TEMPERATURE DISTRIBUTION IN THE VICINITY OF VERTICAL WALL ON OPENING FIRE PLUME EJECTED FROM HORIZONTAL OPENING

Abstract

 Fire plume ejected from an opening tend to have a central axis of air current that rises closer to the wall surface as the cross-sectional shape of the opening (hereinafter , horizontal opening) becomes more horizontal. Fire plume ejected from such openings increase the potential risk of fire spreading to upper floors. Furthermore, fire plume from an opening may become longer due to increased thermal decomposition of combustible materials inside the compartment and the effect of pyrolysis gas burning outside the building.
 Currently in building design practice in Japan, the method proposed by Yokoi is generally used when investigating measures for preventing the spread of fire to the upper floors due to fire plumes from openings in buildings. However, the opening conditions that Yokoi examined covered aspect ratios n = 2W/H (W: width of opening; H: height of opening) of up to around 6.4, whereas the openings in modern buildings may have openings with aspect ratios greater than 6.4. Furthermore, although the amount of pyrolysis gas emitted from the opening is expected to increase with increased amounts of flammable material brought into the building, the Yokoi method is unable to take into account such changes in the amount of pyrolysis gas.
 The focus of this research was therefore placed on the shape of the plumes of hot air under various flammable material conditions for openings with a horizontal shape. A series of experiments using a full-size compartment focusing on the shape of the temperature distribution in order to obtain knowledge related to the shape of the temperature distribution were conducted.
 In the experiment, we aimed to determine the temperature distribution above horizontal openings with aspect ratios of n = 5~20. The experimental apparatus consisted of a combustion compartment and a facade for modeling a room on fire. The dimensions of the combustion compartment were 4000[mm] wide × 4000[mm] deep × 1700[mm] high.

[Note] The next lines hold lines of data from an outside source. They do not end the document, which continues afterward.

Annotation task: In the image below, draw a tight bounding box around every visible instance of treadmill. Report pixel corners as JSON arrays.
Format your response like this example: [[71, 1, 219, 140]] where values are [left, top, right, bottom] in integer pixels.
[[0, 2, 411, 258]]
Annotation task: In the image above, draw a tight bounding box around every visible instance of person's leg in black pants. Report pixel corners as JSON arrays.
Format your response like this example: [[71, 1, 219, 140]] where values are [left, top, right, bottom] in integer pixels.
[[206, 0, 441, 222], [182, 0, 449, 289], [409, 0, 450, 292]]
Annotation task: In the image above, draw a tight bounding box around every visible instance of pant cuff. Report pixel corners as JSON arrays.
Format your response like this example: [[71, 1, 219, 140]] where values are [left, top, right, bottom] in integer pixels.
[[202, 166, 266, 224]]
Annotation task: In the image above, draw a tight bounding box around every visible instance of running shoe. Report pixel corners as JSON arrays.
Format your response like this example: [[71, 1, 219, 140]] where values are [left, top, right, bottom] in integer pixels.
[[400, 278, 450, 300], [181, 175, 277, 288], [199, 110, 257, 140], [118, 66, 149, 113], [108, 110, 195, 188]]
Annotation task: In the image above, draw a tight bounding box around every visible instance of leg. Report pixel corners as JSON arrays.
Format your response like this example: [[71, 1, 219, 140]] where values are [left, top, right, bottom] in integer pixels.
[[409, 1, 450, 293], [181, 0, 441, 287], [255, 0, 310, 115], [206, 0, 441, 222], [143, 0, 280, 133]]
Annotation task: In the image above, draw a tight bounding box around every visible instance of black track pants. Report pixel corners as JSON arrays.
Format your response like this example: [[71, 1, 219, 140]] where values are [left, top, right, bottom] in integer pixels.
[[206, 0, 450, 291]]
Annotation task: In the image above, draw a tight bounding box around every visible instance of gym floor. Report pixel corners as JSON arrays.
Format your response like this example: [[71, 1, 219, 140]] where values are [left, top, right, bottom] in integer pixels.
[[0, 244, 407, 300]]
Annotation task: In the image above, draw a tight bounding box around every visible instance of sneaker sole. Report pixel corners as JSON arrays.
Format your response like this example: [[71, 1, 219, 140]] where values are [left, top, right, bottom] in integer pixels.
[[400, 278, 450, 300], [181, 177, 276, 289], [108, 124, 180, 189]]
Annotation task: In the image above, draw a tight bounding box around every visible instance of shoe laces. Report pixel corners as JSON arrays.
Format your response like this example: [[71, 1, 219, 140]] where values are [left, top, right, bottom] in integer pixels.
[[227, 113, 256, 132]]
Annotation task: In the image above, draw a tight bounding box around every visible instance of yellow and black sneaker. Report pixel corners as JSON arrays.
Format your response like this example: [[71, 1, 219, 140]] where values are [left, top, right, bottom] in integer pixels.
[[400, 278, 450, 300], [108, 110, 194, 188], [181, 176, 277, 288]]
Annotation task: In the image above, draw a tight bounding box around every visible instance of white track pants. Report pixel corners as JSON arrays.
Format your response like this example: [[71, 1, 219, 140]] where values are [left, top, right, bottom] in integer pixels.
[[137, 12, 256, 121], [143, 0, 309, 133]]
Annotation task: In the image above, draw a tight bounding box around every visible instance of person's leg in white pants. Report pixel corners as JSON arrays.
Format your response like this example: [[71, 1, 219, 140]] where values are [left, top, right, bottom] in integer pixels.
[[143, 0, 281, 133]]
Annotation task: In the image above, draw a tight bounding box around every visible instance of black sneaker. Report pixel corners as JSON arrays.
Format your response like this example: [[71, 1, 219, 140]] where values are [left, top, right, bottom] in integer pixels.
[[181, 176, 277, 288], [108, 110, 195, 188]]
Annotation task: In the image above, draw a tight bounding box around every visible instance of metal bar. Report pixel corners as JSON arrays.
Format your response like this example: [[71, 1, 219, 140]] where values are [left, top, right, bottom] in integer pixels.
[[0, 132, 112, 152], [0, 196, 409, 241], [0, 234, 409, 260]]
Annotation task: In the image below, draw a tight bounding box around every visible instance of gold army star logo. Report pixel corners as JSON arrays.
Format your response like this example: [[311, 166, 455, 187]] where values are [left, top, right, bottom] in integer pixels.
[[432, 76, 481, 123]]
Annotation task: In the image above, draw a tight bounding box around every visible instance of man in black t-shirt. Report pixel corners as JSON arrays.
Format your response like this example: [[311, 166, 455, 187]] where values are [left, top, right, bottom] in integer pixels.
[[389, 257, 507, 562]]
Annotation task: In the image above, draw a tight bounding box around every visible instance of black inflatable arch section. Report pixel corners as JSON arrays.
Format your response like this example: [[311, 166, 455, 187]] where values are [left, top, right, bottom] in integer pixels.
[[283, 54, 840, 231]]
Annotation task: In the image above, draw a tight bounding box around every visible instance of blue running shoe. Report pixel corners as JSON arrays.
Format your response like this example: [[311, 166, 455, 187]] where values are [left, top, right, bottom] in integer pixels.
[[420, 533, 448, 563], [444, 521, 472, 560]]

The shape of the opening was fixed with opening widths of 2[m] and 3.7[m], and the opening aspect ratio was set in the range n = 5~20 in six sets of conditions for the opening width of 2[m] and three sets of conditions for the opening width of 3.7[m]. Three different fuels were used for the heat source: methanol, ethanol, and heptane.
 The following was found from this study.
 · Temperature attenuated with height Z above the opening to essentially the -1 power, the same as the gradient of the temperature distribution of the rectangular heat source.
 · The temperature distribution near the wall above the opening, nondimensionalized by taking T^* for the vertical axis and Q^*_(H-Zn)^-2/3z_(H-Zn)^* for the horizontal axis, exhibited a correlation with the temperature distribution of the rectangular heat source in free space when using the amount of heat Q_ef generated by pyrolysis gas.
 · Q_ef,max may underestimate the amount of heat generated by the pyrolysis gas. When Q_ef,crit was used, under the conditions where ethanol and heptane were used, the calculated and experimental values tended to match well.